Más de 200 mil mujeres y disidencias cruzaron La Plata y la movilización no solo batió todos los récords de participación en la ciudad, sino que también fue la más masiva del evento. Atravesado por el debate identitario, el movimiento político gritó por la legalización del aborto, contra los femicidios, travesticidios y transfemicidios, y el ajuste del Gobierno Nacional. La campaña Plurinacional se desvió para la Catedral y la “oficial” siguió hasta el Estadio Único. El pogo feminista hizo temblar al poder patriarcal mientras se daba el debate presidencial y tiñó de multicolor a la capital bonaerense. 

Por Florencia Tróccoli y Mariana Sidoti

Infinita e histórica. La Plata tembló con el pogo político feminista más grande del mundo y más de 200 mil personas marcharon por la capital bonaerense en el segundo día del Encuentro Plurinacional de Mujeres, Lesbianas, Travestis, Trans, Bisexuales y personas No Binarias. Las columnas se extendieron por más de tres kilómetros: una facción llegó al Estadio Único y la otra fue hasta la Catedral. Atravesada por el pedido de la formalización del cambio de nombre, la marea verde y violeta paralizó todo mientras los cinco candidatos a la presidencia protagonizaban el primero de sus debates. 

“¡Qué momento! ¡Qué momento! ¡A pesar de todo, les hicimos el Encuentro!”. Como una respuesta al poder patriarcal y al clima -que opacó la apertura de la cumbre- fue uno de los temas que más resonó durante las más de tres horas en las que se extendió la movilización, que cruzó el casco urbano platense. 

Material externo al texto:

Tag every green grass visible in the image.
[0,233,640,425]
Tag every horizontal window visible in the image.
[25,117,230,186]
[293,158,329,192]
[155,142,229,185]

Las primeras concentraciones arrancaron pasadas las 16 en 1 y 60, donde estaba pautado el inicio de la movilización. Las pelucas fucsias, violetas, verdes y turquesas, los gorros de bruja, las tetas pintadas, globos y cientas de pancartas de organizaciones sociales, políticas, gremiales y feministas de todos los colores coparon la zona del Bosque. Venían desde las plazas Rocha, San Martín y de todas las facultades y colegios de la UNLP después del cierre de los talleres. 

Al principio, Diagonal 79 fue copada por las organizaciones de izquierda. En 60 y 115 convocó la campaña Somos Plurinacional, mientras que la cabecera de la Comisión Organizadora (CO) concentró sobre avenida 1, a pocos metros de donde vieron por última vez a Johana Ramallo. Los megáfonos empuñados por las pibas no daban abasto, pero eso no impedía que estallara todo el cancionero feminista mientras otras compañeras terminaban de maquillarse con glitter -casi siempre violeta y verde-, practicaban con el repique o tomaban unos mates sentadas al sol.  

Se estaban calentando motores, cuando comenzaron a llegar más columnas de manifestantes desde 7 y 54. Entre ellas estaba la Coordinadora de Fútbol Feminista, con la exjugadora y ahora DT Mónica Santino y Lorena Benítez, del plantel profesional de Boca. Pero de un momento a otro dieron media vuelta y empezaron a hacer el recorrido establecido por la CO. A toda velocidad, las filas de hinchas de todos los clubes pasaron por la Gobernación y recién frenaron en 7 y 50, donde todavía estaba la Feria Pluridisidente. 

Cerca de las 19 arribaron otras agrupaciones sociales y políticas, que con la Comisión Organizadora a la cabeza empezaron oficialmente la tradicional marcha que caracteriza a todos los Encuentros. Las letras rosas que levantaban bien arriba y adelante formaban la frase "Somos todas", que era seguido desde todos los balcones del centro. 

La temperatura bajó abruptamente pero el fuego feminista estaba más prendido que nunca. La marcha se dirigió por avenida 7, tuvo un alto frente a la Casa Sandra Ayala Gamboa, la estudiante peruana asesinada en febrero de 2007. 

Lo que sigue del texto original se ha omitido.